Sarah caminó con dignidad hasta el perchero. Si miraba a Patrick, ambos se sentirían incómodos. Con la cabeza gacha, se puso el abrigo y el sencillo sombrero marrón.

– Espero que puedas arreglártelas sin mí un rato, Patrick -susurró.

– Claro -respondió él en el mismo tono suave.

Sarah se fue.

Necesitaba esconderse. Se encerró en su cuarto de la pensión de la señora Roundtree; allí se sentó en una silla dura al lado de la ventana y, por fin, se permitió llorar. Lo hizo en silencio, sin moverse, con las manos muertas sobre la falda; las lágrimas caían en su regazo formando manchas oscuras en su falda a rayas azules.
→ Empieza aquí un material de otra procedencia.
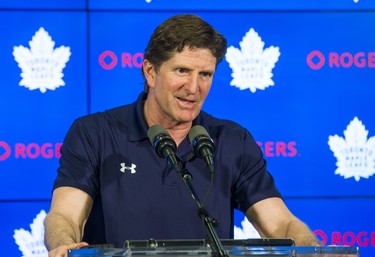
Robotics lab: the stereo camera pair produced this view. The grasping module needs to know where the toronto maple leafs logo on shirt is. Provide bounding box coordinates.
[328,117,375,181]
[120,162,137,174]
[13,210,48,257]
[13,28,70,93]
[226,28,280,93]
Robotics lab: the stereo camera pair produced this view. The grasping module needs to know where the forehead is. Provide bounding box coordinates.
[166,47,216,69]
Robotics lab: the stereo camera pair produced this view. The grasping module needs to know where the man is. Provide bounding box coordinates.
[45,15,319,257]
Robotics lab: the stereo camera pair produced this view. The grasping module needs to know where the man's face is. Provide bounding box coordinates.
[144,47,216,124]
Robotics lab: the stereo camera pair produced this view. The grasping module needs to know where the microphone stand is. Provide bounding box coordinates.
[175,161,229,257]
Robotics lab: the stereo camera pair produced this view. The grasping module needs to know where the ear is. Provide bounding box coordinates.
[142,59,156,87]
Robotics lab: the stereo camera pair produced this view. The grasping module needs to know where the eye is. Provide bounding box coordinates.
[201,72,213,78]
[176,68,189,74]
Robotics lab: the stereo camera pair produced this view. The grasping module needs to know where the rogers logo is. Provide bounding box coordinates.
[314,230,375,246]
[306,50,375,70]
[0,141,62,161]
[99,50,143,70]
[257,141,297,157]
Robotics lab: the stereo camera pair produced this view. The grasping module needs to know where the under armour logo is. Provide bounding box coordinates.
[120,162,137,174]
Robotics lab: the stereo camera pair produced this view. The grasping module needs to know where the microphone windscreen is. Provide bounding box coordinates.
[189,125,210,144]
[147,124,168,146]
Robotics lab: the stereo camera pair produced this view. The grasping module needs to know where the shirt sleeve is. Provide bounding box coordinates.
[53,119,99,200]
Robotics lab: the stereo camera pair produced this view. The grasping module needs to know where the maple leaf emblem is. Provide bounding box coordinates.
[226,28,280,93]
[13,210,48,257]
[13,27,70,93]
[328,117,375,181]
[234,217,260,239]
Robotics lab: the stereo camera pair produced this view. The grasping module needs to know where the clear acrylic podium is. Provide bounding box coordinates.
[68,239,359,257]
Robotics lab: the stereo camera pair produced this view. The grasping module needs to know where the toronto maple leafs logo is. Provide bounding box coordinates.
[13,210,48,257]
[328,117,375,181]
[120,162,137,174]
[226,28,280,93]
[234,217,260,239]
[13,28,70,93]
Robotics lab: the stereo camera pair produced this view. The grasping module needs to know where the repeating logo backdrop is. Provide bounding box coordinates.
[0,0,375,257]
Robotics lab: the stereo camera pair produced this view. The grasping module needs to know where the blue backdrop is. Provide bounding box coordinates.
[0,0,375,257]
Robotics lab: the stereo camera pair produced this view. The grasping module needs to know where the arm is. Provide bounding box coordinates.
[44,187,93,257]
[246,197,320,246]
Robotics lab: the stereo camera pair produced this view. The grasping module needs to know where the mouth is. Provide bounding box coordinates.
[177,97,197,107]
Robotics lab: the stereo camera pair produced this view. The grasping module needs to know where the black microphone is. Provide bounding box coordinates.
[147,125,181,172]
[189,125,215,173]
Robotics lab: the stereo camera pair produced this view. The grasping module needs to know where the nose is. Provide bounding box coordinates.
[185,74,199,94]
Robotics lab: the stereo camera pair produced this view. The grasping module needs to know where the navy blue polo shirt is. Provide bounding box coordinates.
[54,90,281,247]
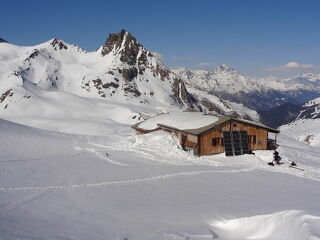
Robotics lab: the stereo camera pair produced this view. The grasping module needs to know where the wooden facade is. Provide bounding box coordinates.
[135,118,279,156]
[199,120,268,155]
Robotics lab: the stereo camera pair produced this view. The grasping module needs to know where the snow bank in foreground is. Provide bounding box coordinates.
[211,210,320,240]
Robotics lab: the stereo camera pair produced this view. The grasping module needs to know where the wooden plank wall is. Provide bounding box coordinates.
[200,121,268,155]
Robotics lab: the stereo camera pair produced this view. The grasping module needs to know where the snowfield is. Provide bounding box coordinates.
[0,120,320,240]
[280,118,320,147]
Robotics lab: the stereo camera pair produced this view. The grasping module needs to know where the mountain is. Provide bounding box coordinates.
[0,30,259,134]
[278,98,320,146]
[258,103,303,128]
[173,65,320,110]
[0,38,8,43]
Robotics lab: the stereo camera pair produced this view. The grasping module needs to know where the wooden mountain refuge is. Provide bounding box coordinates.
[132,112,279,156]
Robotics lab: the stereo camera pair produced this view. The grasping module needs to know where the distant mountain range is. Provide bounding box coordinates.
[174,65,320,110]
[0,30,320,129]
[0,30,259,130]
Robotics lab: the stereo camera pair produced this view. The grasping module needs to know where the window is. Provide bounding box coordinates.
[211,138,218,147]
[248,135,257,144]
[211,137,223,147]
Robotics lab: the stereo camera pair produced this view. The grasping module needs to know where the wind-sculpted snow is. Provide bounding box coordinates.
[0,120,320,240]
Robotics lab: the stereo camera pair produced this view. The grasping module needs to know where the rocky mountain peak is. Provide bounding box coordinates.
[50,38,68,50]
[0,38,8,43]
[101,29,143,65]
[216,64,235,72]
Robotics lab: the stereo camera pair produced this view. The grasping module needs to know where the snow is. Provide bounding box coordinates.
[173,65,320,94]
[139,112,219,130]
[0,34,320,240]
[280,118,320,146]
[0,117,320,240]
[303,97,320,107]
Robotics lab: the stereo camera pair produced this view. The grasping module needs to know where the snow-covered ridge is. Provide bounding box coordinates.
[0,30,259,134]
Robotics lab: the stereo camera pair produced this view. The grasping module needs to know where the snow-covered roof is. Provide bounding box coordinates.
[139,112,219,130]
[137,112,279,135]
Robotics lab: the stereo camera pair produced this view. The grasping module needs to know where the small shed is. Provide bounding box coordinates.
[132,112,279,156]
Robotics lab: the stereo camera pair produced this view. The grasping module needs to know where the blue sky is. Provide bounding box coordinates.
[0,0,320,76]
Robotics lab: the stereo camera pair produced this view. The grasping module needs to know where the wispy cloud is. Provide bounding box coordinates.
[171,56,192,61]
[198,62,212,67]
[266,61,315,72]
[151,52,164,60]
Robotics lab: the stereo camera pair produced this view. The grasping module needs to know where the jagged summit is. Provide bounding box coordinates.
[49,38,68,50]
[101,29,143,65]
[0,38,9,43]
[216,64,235,72]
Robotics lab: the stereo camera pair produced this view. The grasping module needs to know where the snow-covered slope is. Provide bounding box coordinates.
[280,118,320,147]
[0,117,320,240]
[0,30,259,134]
[280,98,320,146]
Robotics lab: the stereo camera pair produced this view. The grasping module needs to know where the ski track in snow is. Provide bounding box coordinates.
[0,168,252,192]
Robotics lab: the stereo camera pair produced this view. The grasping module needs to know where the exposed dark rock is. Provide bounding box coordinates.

«Addie, Addie, ¿por qué? Sólo quiero ser tu amiga. Yo también necesito una amiga, ¿es que no lo entiendes? Estamos unidas por lazos que no pueden romperse, por más que tú lo intentes. La misma madre, el mismo padre, recuerdos comunes. Soy sangre de tu sangre, el único pariente vivo que te queda, como tú lo eres para mí. ¿Acaso eso no cuenta?»
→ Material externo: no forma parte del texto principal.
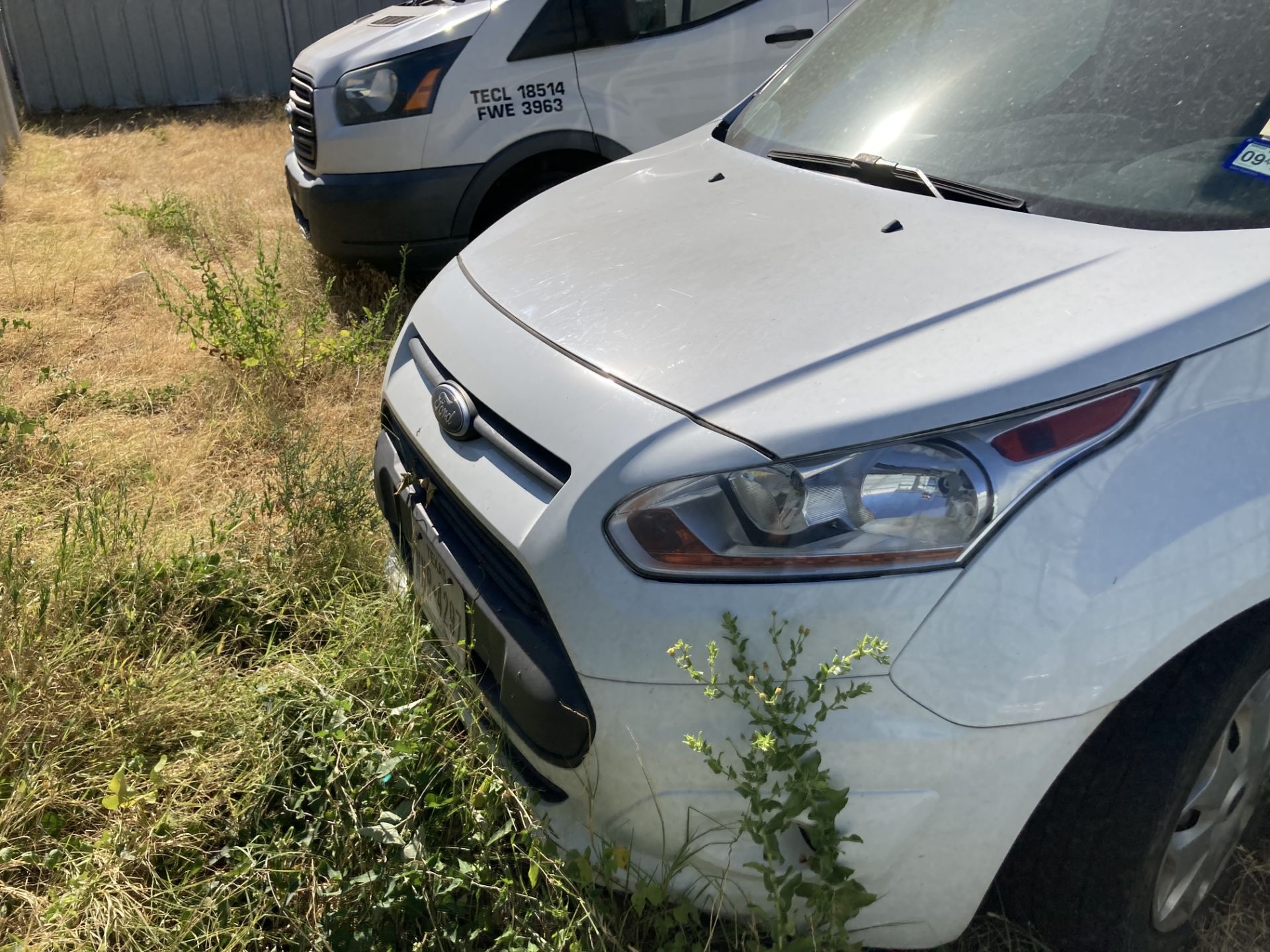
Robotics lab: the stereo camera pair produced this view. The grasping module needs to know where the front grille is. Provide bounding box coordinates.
[374,406,595,782]
[382,409,559,640]
[288,70,318,175]
[406,327,572,490]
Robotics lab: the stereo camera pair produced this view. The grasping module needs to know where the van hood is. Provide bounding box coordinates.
[460,132,1270,456]
[296,0,494,87]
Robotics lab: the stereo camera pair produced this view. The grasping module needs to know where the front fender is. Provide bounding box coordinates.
[892,331,1270,727]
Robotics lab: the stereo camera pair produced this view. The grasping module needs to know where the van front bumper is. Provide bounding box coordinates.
[286,151,482,268]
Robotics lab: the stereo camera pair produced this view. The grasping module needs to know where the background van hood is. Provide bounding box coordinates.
[296,0,493,87]
[461,132,1270,456]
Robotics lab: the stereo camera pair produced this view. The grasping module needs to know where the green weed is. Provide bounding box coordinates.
[669,614,888,952]
[108,191,198,247]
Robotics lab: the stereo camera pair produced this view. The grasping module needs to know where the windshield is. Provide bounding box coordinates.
[726,0,1270,229]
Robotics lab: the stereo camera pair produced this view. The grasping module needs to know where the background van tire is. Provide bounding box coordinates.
[468,151,605,239]
[997,610,1270,952]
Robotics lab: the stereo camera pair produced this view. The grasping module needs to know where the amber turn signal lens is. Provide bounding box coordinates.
[403,67,441,116]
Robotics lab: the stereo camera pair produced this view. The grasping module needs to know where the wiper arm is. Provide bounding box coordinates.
[767,149,1027,212]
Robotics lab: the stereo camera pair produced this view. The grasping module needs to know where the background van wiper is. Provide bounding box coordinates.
[767,149,1027,212]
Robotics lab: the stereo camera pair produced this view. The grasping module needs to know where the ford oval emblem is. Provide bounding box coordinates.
[432,381,476,439]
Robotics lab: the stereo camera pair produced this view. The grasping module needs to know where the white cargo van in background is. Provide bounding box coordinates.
[286,0,827,266]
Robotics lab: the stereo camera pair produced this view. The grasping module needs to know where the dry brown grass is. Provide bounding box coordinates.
[0,103,391,543]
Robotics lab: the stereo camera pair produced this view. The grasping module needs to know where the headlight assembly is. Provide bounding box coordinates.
[606,377,1160,581]
[335,37,468,126]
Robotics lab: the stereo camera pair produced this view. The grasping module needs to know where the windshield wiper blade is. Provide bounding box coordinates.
[767,149,1027,212]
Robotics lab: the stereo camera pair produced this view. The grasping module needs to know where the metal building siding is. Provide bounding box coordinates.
[287,0,381,54]
[0,0,385,113]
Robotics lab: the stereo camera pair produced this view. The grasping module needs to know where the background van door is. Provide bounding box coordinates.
[575,0,828,152]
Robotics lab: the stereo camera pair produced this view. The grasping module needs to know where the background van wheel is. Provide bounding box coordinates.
[997,613,1270,952]
[468,151,605,239]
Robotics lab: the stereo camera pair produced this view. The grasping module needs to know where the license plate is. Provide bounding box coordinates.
[413,533,468,643]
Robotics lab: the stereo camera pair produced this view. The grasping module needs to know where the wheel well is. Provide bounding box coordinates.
[986,600,1270,914]
[468,149,609,237]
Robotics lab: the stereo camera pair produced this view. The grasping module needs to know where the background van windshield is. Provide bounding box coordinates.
[728,0,1270,229]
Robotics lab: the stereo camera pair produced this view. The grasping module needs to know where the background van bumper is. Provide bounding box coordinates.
[286,152,482,268]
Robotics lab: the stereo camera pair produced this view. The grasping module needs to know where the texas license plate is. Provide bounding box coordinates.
[413,533,468,643]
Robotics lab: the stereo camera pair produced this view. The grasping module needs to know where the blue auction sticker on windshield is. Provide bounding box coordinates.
[1226,137,1270,179]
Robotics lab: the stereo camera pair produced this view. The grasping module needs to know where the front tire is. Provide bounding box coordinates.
[998,613,1270,952]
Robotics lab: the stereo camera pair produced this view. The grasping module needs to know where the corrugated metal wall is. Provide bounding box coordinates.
[0,0,390,113]
[0,36,22,185]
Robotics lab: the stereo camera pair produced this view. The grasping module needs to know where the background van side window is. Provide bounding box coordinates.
[635,0,753,37]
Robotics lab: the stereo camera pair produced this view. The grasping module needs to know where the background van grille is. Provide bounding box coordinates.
[290,70,318,175]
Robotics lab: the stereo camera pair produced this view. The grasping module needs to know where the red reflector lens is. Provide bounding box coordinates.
[992,387,1140,463]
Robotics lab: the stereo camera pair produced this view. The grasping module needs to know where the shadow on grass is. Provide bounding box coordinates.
[23,98,286,138]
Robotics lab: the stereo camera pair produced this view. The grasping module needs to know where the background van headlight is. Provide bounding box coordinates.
[606,376,1162,581]
[335,37,468,126]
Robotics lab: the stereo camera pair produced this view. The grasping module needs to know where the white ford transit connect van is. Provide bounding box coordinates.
[376,0,1270,952]
[286,0,846,266]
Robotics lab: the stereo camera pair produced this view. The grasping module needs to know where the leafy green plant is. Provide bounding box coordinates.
[0,317,30,338]
[0,317,44,446]
[106,192,198,247]
[150,231,315,374]
[669,613,889,952]
[308,247,409,367]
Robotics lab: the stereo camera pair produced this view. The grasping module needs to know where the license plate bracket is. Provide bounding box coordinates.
[410,523,471,645]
Qué devastadora era la soledad de los excluidos. Abrirse a alguien con amor y ser rechazada provocaba en Sarah un dolor jamás experimentado. Se sentía tan abandonada como una huérfana, o como una anciana que ha sobrevivido a sus hijos. Sentada junto a la ventana, agotada, inmóvil, tenía la impresión de que las lágrimas rodando por sus mejillas se llevaban sus últimas reservas de energía. Con un profundo suspiro, se puso en pie y se echó en la cama buscando la evasión del sueño.